Because English students and writers have never really participated in the collective fantasy of eternal satisfaction through consumption we are uniquely placed to help our stunned compatriots make necessary adjustments. Creative writers and English students don’t make calculations based on salary packages; we choose differently. We don’t talk about how much money we will be earning in five years, but about the novel we’re writing, our next article, or the screen-play we are going to adapt. Since we have no corporate ladder to climb, no water-cooler politicking to do, we spend our time reading, writing blogs, publishing journals, running workshops or teaching. We define ourselves by what we create in a world where the phrase “creative type” is commonly used as a pejorative. Compelled to question the petty orthodoxies about what we should or shouldn’t do with our lives, creative writers develop the habit of asking questions, of deciding for ourselves – day by day – who we are and how we want to live. “Freedom is a choice,” Hunter Thompson said, “You decide who you are by what you do.” Because writers have typically fallen outside of society’s casual assumptions about money and success we have learned the art of self-definition.
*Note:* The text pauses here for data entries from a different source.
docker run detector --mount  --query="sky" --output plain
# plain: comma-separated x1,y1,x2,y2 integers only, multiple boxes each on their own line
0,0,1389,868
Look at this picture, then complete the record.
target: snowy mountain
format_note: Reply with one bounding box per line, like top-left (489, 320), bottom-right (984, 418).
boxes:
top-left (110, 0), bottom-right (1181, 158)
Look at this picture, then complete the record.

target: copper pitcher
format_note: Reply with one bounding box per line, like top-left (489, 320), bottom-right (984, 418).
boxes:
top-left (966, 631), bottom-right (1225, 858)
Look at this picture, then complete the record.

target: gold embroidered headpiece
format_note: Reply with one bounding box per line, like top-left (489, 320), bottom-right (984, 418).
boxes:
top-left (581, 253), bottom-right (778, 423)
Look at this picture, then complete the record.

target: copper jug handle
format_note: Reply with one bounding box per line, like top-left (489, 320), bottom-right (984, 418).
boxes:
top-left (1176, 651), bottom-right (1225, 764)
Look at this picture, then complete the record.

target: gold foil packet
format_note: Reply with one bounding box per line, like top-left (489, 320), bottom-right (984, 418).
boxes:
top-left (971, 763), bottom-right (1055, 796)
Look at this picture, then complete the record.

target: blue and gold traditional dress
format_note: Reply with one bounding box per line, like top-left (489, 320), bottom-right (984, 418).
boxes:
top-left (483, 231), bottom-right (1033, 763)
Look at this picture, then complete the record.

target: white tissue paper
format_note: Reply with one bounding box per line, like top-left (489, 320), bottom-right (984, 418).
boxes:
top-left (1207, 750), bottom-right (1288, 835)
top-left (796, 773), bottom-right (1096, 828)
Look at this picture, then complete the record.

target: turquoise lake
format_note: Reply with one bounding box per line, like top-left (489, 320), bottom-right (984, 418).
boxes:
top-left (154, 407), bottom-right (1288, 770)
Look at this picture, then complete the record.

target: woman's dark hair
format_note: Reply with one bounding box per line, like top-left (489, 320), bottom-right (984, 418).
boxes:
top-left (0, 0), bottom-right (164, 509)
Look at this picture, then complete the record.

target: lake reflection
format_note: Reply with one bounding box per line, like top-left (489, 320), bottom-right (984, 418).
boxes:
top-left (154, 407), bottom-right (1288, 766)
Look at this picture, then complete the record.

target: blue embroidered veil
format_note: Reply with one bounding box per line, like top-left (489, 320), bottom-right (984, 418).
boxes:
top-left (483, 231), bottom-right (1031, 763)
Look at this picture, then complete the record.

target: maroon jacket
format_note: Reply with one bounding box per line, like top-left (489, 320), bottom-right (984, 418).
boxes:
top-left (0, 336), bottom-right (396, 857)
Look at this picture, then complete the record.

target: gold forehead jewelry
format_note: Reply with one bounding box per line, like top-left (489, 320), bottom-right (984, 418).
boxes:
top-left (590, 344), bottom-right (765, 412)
Writers have valuable truths to share in an age of austerity. We can encourage people to stop chasing illusive financial gains and focus on building a life around work they love. We are here to testify that creative work is a vital and satisfying life choice, not a privilege of rich dilettantes. Most of all, writers are proof that poverty is not fatal. We know from experience that there are many ways to take the sting out of a scant bank balance. Our leisure time is different: most writers don’t spend Saturday afternoons shopping, or own the latest flat-screen TV. Instead of going to restaurants we have friends round for dinner. We cultivate gardens, learn to sew or cook, take the time to bake home-made Christmas treats or make our own marmalade. We are familiar with frugality, with library cards, discount vouchers, charity shops, battered trainers and hand-made gifts. Rather than feel deprived, writers and “lifetime English majors” embrace the challenge of freedom and creativity, and can help show society that there is more to life than scrambling up the property ladder, or wearing the latest fashion. As Henry David Thoreau, a writer who knew a great deal about austerity, so beautifully articulated: “It is life nearest the bone where it is sweetest…. Superfluous wealth can buy superfluities only. Money is not required to buy one necessary of the soul.”